Au reste, lorsqu'après de longs siècles de barbarie et au milieu du désordre féodal, une police plus sensée a cherché à s'établir en Europe, lorsque les villes et les communautés se sont formées, a-t-on eu tort d'ériger les différents métiers en maîtrises, et de les munir de statuts particuliers? Je ne le crois pas. A-t-on raison aujourd'hui de casser tous ces statuts et de laisser gagner à chaque citoyen son pain comme il le jugera à propos, sans s'inquiéter s'il est agrégé à quelque communauté, sans s'informer s'il a bien appris le métier qu'il compte exercer, etc.? Peut-être. Ce que jesais, c'est qu'autre chose est de civiliser, de former un peuple; autre chose de gouverner un peuple tout formé, tout civilisé; et pour me servir d'une expression de M. l'abbé de Galiani, quand vous voulez mettre un peuple en culottes, il peut être expédient, indispensable même, de commencer par lui lier bras et jambes pour assujettir tous ses mouvements; c'est le moment de n'en regarder aucun comme indifférent.
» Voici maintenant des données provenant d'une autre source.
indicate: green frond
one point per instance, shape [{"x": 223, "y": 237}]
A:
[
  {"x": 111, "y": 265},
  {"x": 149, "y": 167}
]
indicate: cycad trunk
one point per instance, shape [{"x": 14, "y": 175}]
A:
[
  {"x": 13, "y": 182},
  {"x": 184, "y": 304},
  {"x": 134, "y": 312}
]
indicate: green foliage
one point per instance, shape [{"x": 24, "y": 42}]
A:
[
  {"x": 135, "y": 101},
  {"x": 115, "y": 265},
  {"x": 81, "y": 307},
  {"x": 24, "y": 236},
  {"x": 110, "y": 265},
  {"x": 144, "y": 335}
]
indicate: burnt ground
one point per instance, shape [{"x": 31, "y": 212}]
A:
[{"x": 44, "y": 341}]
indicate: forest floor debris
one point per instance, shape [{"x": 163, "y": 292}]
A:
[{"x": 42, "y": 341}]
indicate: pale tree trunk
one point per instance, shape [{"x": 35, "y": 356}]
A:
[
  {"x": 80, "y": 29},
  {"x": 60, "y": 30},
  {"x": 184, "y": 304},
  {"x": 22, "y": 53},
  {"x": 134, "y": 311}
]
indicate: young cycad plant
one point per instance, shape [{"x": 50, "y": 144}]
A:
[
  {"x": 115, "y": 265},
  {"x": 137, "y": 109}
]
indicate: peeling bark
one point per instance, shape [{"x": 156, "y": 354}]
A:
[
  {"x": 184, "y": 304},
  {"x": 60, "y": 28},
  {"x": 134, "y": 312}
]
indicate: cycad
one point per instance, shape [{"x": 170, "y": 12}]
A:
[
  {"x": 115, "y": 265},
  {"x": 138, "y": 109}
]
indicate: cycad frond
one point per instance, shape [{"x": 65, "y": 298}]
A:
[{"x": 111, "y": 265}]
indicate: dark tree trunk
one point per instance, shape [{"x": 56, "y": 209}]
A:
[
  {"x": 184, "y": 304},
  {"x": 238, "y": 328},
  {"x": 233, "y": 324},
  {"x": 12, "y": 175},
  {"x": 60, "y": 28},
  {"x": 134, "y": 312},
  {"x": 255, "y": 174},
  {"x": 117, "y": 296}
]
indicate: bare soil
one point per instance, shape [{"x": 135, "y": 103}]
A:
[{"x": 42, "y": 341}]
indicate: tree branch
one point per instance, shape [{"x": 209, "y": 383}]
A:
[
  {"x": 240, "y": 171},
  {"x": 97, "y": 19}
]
C'est le moment des règlements, des lois, des cérémonies, des formalités d'autant plus inviolables qu'elles sont au fond très-indifférentes; mais lorsqu'un peuple porte culottes depuis cinq ou six cents ans, lorsqu'il y est si bien habitué qu'il les regarde comme essentielles à son bien-être, et qu'il s'est identifié avec elles, il est bien absurde de ne pas lui délier les bras, de ne pas lui rendre la liberté de ses mouvements, qu'il ne peut plus employer désormais qu'à la conservation et à l'embellissement de ses culottes, puisqu'il ne lui reste aucune trace,'aucun souvenir de ses ancêtres sans culottes, aucune envie de leur ressembler.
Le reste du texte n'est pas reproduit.